Смерть в стекле - Джесс Кидд
Шрифт:
Интервал:
– Кора, отнеси это сегодня в Хайгейт, пожалуйста. Не понимаю, почему его преподобие не ответил на письмо, что я послала ему перед отъездом в Марис-Хаус. Говоришь, от него ничего не было?
– Ни слова. – Кора берет письмо.
– Мне надо возвращаться.
– Ну что вы всюду сами ходите, добротную кожаную обувь стаптываете? Попросили бы доктора Прадо прийти сюда, на Денмарк-стрит. А то вам несколько миль тащиться за город, да еще с этим чудовищем.
– Мне нужно пройтись, Кора. Я хочу подумать. К тому же я повезу его в коляске, это не тяжело.

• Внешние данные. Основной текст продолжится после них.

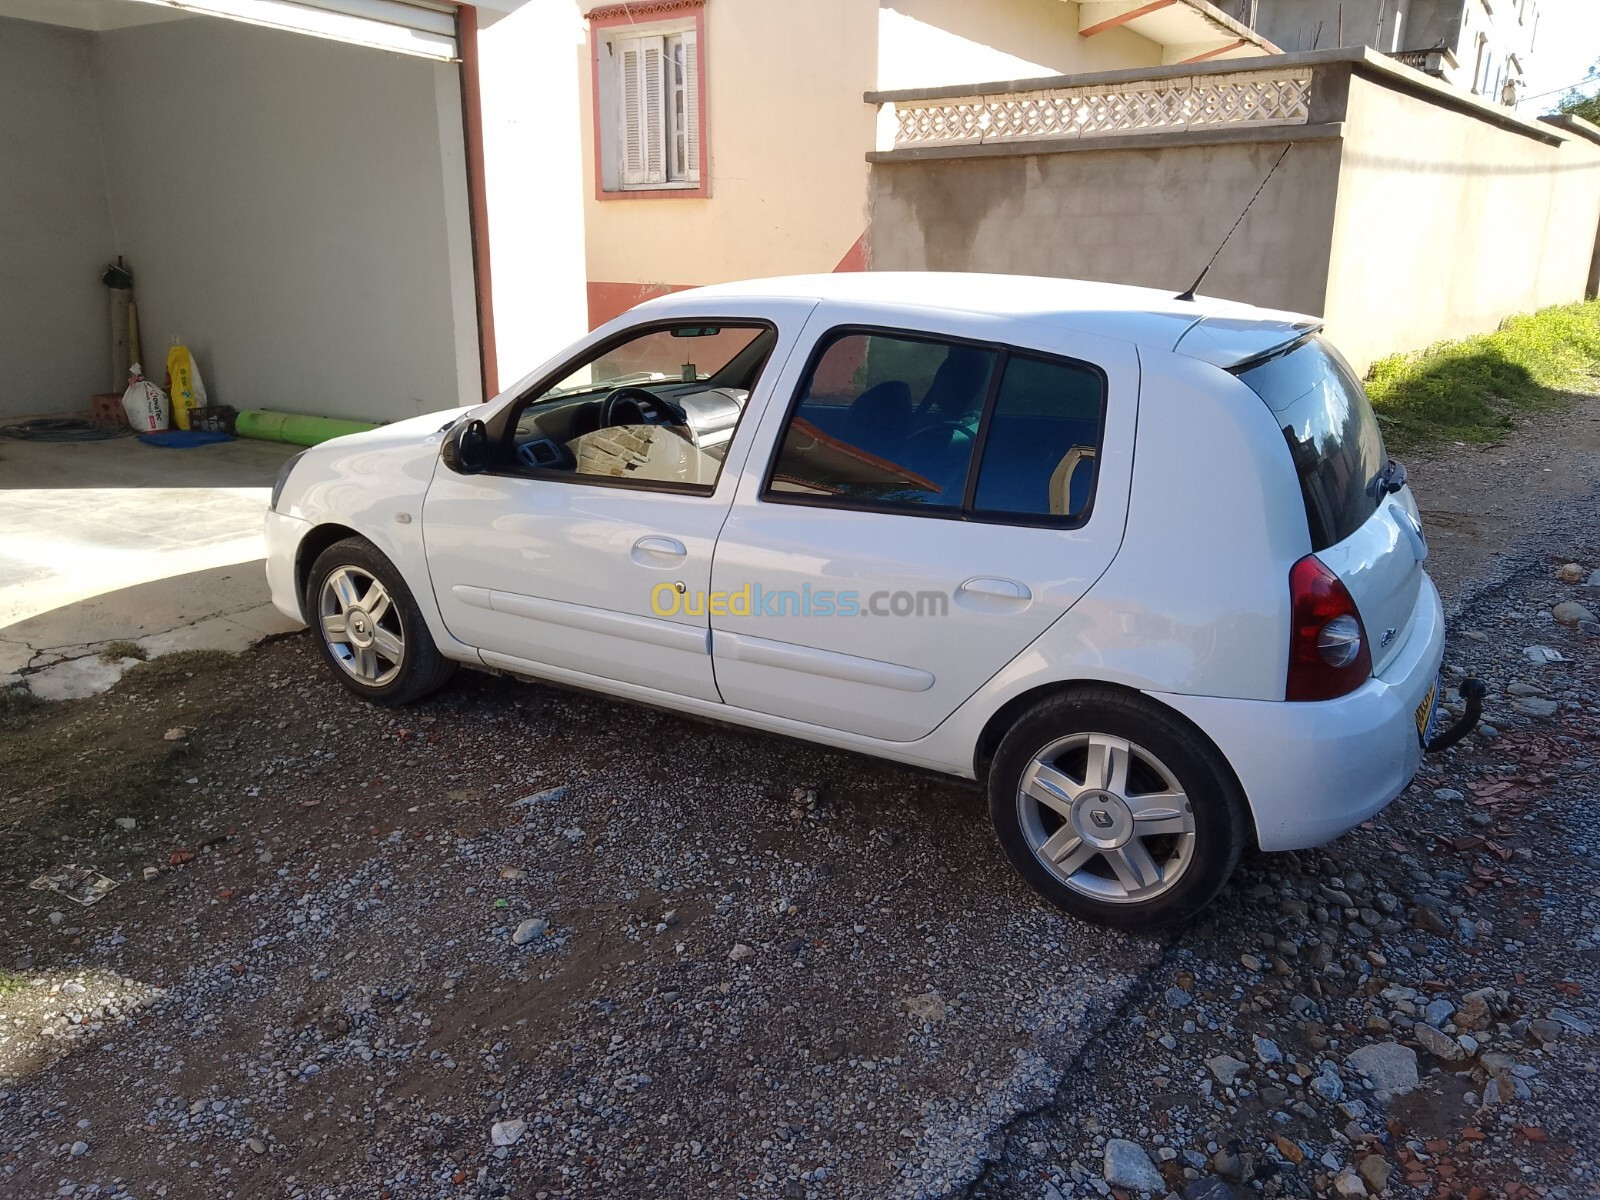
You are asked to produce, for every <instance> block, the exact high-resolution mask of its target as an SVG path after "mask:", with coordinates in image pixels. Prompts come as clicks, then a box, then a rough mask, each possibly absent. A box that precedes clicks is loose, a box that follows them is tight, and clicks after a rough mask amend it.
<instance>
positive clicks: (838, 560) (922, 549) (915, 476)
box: [710, 306, 1139, 741]
mask: <svg viewBox="0 0 1600 1200" xmlns="http://www.w3.org/2000/svg"><path fill="white" fill-rule="evenodd" d="M811 326H813V328H808V331H806V339H808V341H810V339H811V336H813V330H814V331H816V333H814V336H816V347H814V350H813V352H811V355H810V360H808V362H803V363H798V366H800V371H798V373H795V374H790V378H787V379H786V381H784V382H781V384H779V390H778V394H776V395H774V397H773V403H771V405H770V408H768V411H766V413H765V416H763V422H762V432H760V437H758V438H757V451H755V453H754V454H752V456H750V459H749V462H747V464H746V472H744V478H741V483H739V491H738V496H736V501H734V506H733V510H731V512H730V515H728V522H726V525H725V526H723V530H722V534H720V536H718V539H717V550H715V555H714V560H712V589H714V594H712V595H714V603H712V605H710V627H712V659H714V666H715V672H717V686H718V690H720V693H722V696H723V699H725V701H726V702H728V704H730V706H736V707H742V709H754V710H758V712H766V714H774V715H779V717H790V718H795V720H802V722H808V723H813V725H821V726H824V728H832V730H848V731H853V733H861V734H867V736H872V738H882V739H886V741H914V739H917V738H922V736H925V734H928V733H931V731H933V730H934V728H936V726H938V725H939V722H942V720H944V718H946V717H947V715H949V714H950V712H954V710H955V709H957V707H960V704H962V702H963V701H965V699H966V698H968V696H971V694H973V693H974V691H976V690H978V688H979V686H982V683H984V682H986V680H987V678H989V677H990V675H994V674H995V672H997V670H1000V669H1002V667H1003V666H1006V662H1010V661H1011V659H1013V658H1016V656H1018V654H1021V653H1024V651H1026V648H1027V646H1029V645H1030V643H1032V642H1034V640H1035V638H1038V635H1040V634H1043V632H1045V630H1046V629H1048V627H1050V626H1051V624H1053V622H1054V621H1056V619H1058V618H1059V616H1061V614H1062V613H1066V611H1067V610H1069V608H1070V606H1072V605H1074V603H1077V600H1078V598H1080V597H1082V595H1083V594H1085V592H1086V590H1088V589H1090V586H1091V584H1093V582H1094V581H1096V579H1098V578H1099V576H1101V574H1102V573H1104V570H1106V568H1107V566H1109V565H1110V562H1112V558H1114V557H1115V554H1117V547H1118V546H1120V544H1122V531H1123V522H1125V514H1126V502H1128V480H1130V474H1131V448H1133V429H1134V418H1136V408H1138V387H1139V384H1138V378H1139V376H1138V358H1136V355H1134V350H1133V349H1131V347H1130V346H1126V344H1123V342H1110V341H1101V339H1096V338H1088V336H1082V334H1072V333H1067V331H1062V330H1053V328H1046V326H1026V341H1027V346H1026V349H1024V347H1022V346H1019V344H1018V341H1022V339H1021V338H1018V334H1019V330H1018V328H1016V326H1011V325H1006V323H1003V322H995V323H992V325H987V326H986V325H979V326H978V328H976V330H974V323H973V322H971V320H970V318H965V320H963V318H955V317H950V315H941V314H918V315H917V318H915V320H914V322H909V320H907V315H906V314H896V315H894V323H886V322H885V315H883V314H880V312H861V310H853V309H851V307H846V306H837V307H830V309H827V310H822V309H819V310H818V315H814V317H813V322H811ZM974 334H976V336H974ZM986 334H987V336H986ZM795 358H797V360H798V358H800V355H795Z"/></svg>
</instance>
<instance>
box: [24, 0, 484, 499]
mask: <svg viewBox="0 0 1600 1200" xmlns="http://www.w3.org/2000/svg"><path fill="white" fill-rule="evenodd" d="M466 11H469V13H470V11H472V10H466ZM474 45H475V29H469V30H466V35H464V37H462V32H461V29H459V16H458V8H456V6H454V5H445V3H432V2H430V0H403V2H402V0H309V2H306V3H299V2H293V0H173V2H171V3H166V2H158V0H0V109H3V110H5V112H6V114H8V118H6V122H3V123H0V160H3V162H5V163H6V165H8V168H6V171H5V173H3V178H0V245H3V246H5V248H6V251H5V254H3V256H0V421H14V419H16V418H22V416H34V414H86V413H88V408H90V397H93V395H96V394H109V392H120V390H122V389H123V386H125V379H123V378H120V373H122V370H123V366H122V365H120V357H118V355H120V346H122V339H120V334H118V333H115V331H114V318H112V304H110V291H109V288H107V286H106V283H102V272H104V270H106V267H107V264H110V262H115V261H117V259H118V258H120V259H122V262H123V264H125V266H126V267H128V269H130V270H131V274H133V302H134V312H136V331H138V346H139V350H141V354H142V362H144V366H146V374H147V376H149V378H152V379H154V381H155V382H162V379H163V376H165V363H166V354H168V349H170V347H171V346H173V344H174V341H181V342H182V344H184V346H187V347H189V349H190V350H192V354H194V357H195V362H197V363H198V366H200V371H202V378H203V381H205V387H206V392H208V397H210V398H211V402H213V403H219V405H227V406H230V408H235V410H272V411H282V413H304V414H317V416H333V418H346V419H354V421H365V422H382V421H395V419H402V418H406V416H414V414H418V413H424V411H432V410H438V408H448V406H453V405H459V403H474V402H477V400H480V398H482V397H483V394H485V387H486V386H488V387H493V382H494V363H493V350H491V349H490V350H488V352H485V346H483V339H480V312H483V310H486V307H488V304H486V274H488V272H486V269H485V270H482V272H480V270H478V269H477V264H475V246H480V245H482V238H475V219H474V202H472V197H474V195H478V197H482V186H477V184H472V182H470V179H472V178H474V176H477V178H478V179H480V178H482V171H480V170H477V171H474V170H470V166H469V165H472V163H480V162H482V158H480V150H478V147H475V146H472V144H470V142H474V141H475V139H477V131H475V128H474V126H475V122H472V120H467V118H466V115H464V114H466V112H467V110H469V109H467V107H464V102H462V99H464V88H462V80H464V77H467V78H475V75H472V74H470V70H469V72H464V58H466V59H470V53H472V48H474ZM467 66H469V67H470V61H469V62H467ZM472 110H474V112H475V107H474V109H472ZM478 214H480V216H482V205H480V206H478ZM478 224H482V221H478ZM480 278H482V280H483V283H485V293H483V298H482V299H480ZM483 325H485V326H488V325H490V322H488V320H485V322H483ZM85 482H86V480H85Z"/></svg>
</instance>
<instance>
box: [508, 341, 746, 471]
mask: <svg viewBox="0 0 1600 1200" xmlns="http://www.w3.org/2000/svg"><path fill="white" fill-rule="evenodd" d="M776 341H778V333H776V330H773V328H771V326H770V325H758V323H750V322H742V323H741V322H704V323H694V322H678V323H672V325H666V326H662V325H654V326H651V328H646V330H640V331H638V333H635V334H622V336H619V338H614V339H611V341H608V342H605V344H603V346H600V347H597V349H595V350H594V352H590V354H589V355H586V357H584V358H581V360H579V362H576V363H571V365H570V366H566V368H565V370H563V371H562V376H560V378H558V379H557V381H555V382H552V384H547V386H544V387H541V389H538V390H536V392H533V394H530V395H528V397H525V398H523V400H522V402H520V403H518V405H517V408H515V410H514V416H512V421H510V424H509V429H507V440H506V443H504V445H502V446H499V450H498V453H499V456H501V458H499V466H501V467H502V469H504V470H509V472H514V474H533V475H539V477H570V478H574V480H582V482H589V483H600V482H605V483H619V485H634V486H640V488H667V490H688V491H699V493H709V491H710V490H712V488H715V485H717V480H718V478H720V477H722V466H723V461H725V459H726V454H728V446H730V443H731V442H733V435H734V432H736V430H738V426H739V419H741V418H742V416H744V408H746V405H747V402H749V398H750V392H752V390H754V387H755V382H757V379H758V378H760V373H762V368H763V366H765V365H766V358H768V357H770V355H771V350H773V346H774V344H776Z"/></svg>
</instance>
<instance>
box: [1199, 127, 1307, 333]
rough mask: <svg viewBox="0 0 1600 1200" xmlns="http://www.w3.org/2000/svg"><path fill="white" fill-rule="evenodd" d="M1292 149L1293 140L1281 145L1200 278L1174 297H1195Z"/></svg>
mask: <svg viewBox="0 0 1600 1200" xmlns="http://www.w3.org/2000/svg"><path fill="white" fill-rule="evenodd" d="M1293 149H1294V142H1290V144H1288V146H1285V147H1283V154H1280V155H1278V160H1277V162H1275V163H1272V170H1270V171H1267V178H1266V179H1262V181H1261V187H1258V189H1256V195H1253V197H1250V203H1248V205H1245V211H1243V213H1240V214H1238V221H1235V222H1234V229H1230V230H1227V237H1224V238H1222V245H1221V246H1218V248H1216V253H1214V254H1213V256H1211V261H1210V262H1206V264H1205V270H1202V272H1200V278H1197V280H1195V282H1194V283H1190V285H1189V291H1179V293H1178V296H1176V299H1187V301H1192V299H1194V298H1195V293H1197V291H1198V290H1200V285H1202V283H1205V277H1206V275H1210V274H1211V267H1213V266H1216V261H1218V259H1219V258H1221V256H1222V250H1224V248H1226V246H1227V240H1229V238H1230V237H1234V234H1235V232H1237V230H1238V227H1240V226H1242V224H1245V218H1246V216H1248V214H1250V208H1251V205H1254V203H1256V197H1259V195H1261V194H1262V192H1264V190H1266V189H1267V184H1270V182H1272V176H1274V174H1277V173H1278V168H1280V166H1282V165H1283V160H1285V158H1288V157H1290V150H1293Z"/></svg>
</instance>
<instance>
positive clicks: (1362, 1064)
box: [1344, 1042, 1418, 1096]
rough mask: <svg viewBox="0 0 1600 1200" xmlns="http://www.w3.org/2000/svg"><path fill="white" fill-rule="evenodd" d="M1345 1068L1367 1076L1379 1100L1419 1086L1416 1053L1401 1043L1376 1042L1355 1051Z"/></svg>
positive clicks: (1345, 1059) (1344, 1061) (1410, 1090)
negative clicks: (1380, 1097)
mask: <svg viewBox="0 0 1600 1200" xmlns="http://www.w3.org/2000/svg"><path fill="white" fill-rule="evenodd" d="M1344 1064H1346V1066H1347V1067H1350V1070H1358V1072H1360V1074H1363V1075H1366V1080H1368V1082H1370V1083H1371V1085H1373V1091H1376V1093H1378V1094H1379V1096H1382V1094H1386V1093H1387V1094H1390V1096H1398V1094H1400V1093H1405V1091H1411V1088H1414V1086H1416V1085H1418V1072H1416V1051H1414V1050H1411V1048H1410V1046H1402V1045H1400V1043H1398V1042H1373V1043H1371V1045H1365V1046H1360V1048H1358V1050H1355V1051H1352V1053H1350V1054H1349V1058H1346V1059H1344Z"/></svg>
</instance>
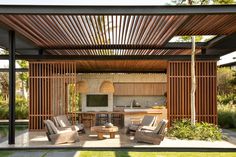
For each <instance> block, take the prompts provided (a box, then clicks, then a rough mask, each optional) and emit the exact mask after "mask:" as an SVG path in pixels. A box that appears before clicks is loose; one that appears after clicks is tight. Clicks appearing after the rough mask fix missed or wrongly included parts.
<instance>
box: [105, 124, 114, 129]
mask: <svg viewBox="0 0 236 157" xmlns="http://www.w3.org/2000/svg"><path fill="white" fill-rule="evenodd" d="M113 126H114V125H113V124H112V123H105V127H106V128H111V127H113Z"/></svg>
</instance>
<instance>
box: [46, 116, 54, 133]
mask: <svg viewBox="0 0 236 157" xmlns="http://www.w3.org/2000/svg"><path fill="white" fill-rule="evenodd" d="M44 123H45V125H46V129H47V131H48V134H49V135H52V134H54V132H53V130H52V128H51V125H50V123H49V122H48V121H47V120H45V121H44Z"/></svg>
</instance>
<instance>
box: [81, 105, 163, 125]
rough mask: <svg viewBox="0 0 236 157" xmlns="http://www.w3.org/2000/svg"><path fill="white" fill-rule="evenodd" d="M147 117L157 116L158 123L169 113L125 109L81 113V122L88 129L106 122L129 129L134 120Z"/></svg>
mask: <svg viewBox="0 0 236 157" xmlns="http://www.w3.org/2000/svg"><path fill="white" fill-rule="evenodd" d="M145 115H154V116H157V122H159V121H160V120H161V119H163V118H165V119H167V111H166V108H164V109H152V108H148V109H141V108H125V109H124V110H123V111H113V112H106V111H99V112H94V111H90V112H79V113H78V117H79V122H80V123H83V124H84V125H85V126H86V127H87V128H90V127H92V126H96V125H103V124H104V123H105V122H111V123H113V124H115V125H116V126H119V127H123V126H125V127H127V126H128V125H129V124H130V123H131V120H132V119H136V120H137V121H138V120H141V119H142V118H143V117H144V116H145Z"/></svg>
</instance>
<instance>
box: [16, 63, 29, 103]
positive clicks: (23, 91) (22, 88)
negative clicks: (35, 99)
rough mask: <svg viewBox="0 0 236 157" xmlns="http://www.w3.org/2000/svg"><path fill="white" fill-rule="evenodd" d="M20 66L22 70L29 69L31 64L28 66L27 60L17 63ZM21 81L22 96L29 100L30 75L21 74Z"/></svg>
mask: <svg viewBox="0 0 236 157" xmlns="http://www.w3.org/2000/svg"><path fill="white" fill-rule="evenodd" d="M17 63H18V65H19V66H20V67H21V68H28V66H29V64H28V61H25V60H19V61H17ZM18 77H19V79H20V80H21V90H22V95H23V97H24V98H25V99H27V95H28V88H29V87H28V78H29V75H28V73H25V72H21V73H20V74H19V75H18Z"/></svg>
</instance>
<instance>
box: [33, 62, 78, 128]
mask: <svg viewBox="0 0 236 157" xmlns="http://www.w3.org/2000/svg"><path fill="white" fill-rule="evenodd" d="M29 68H30V69H29V85H30V89H29V90H30V101H29V102H30V108H29V129H30V130H31V131H36V130H41V129H44V124H43V121H44V120H45V119H52V116H56V115H59V114H68V104H67V103H68V94H67V92H68V90H67V87H68V84H72V85H73V86H74V87H75V84H76V63H75V62H64V61H63V62H58V61H57V62H30V65H29ZM74 90H76V89H75V88H74ZM72 93H74V94H73V95H72V99H73V100H72V102H73V104H72V107H73V109H72V123H73V124H75V122H76V113H75V112H76V103H75V99H76V96H75V94H76V91H73V92H72Z"/></svg>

С этим Кора не может не согласиться. Коляска легка в управлении и довольно просторна, троих младенцев спокойно вмещает. И крепкая: выдерживает сразу шестерых отпрысков миссис Аккерс, которые располагаются в самой коляске, на ее крыше и на решетчатой полке под ней. Мистер Аккерс, искусный каретник, вложил в этот транспорт все свое мастерство. Подвеска выше всяких похвал, силуэт бесподобен, как у ландо.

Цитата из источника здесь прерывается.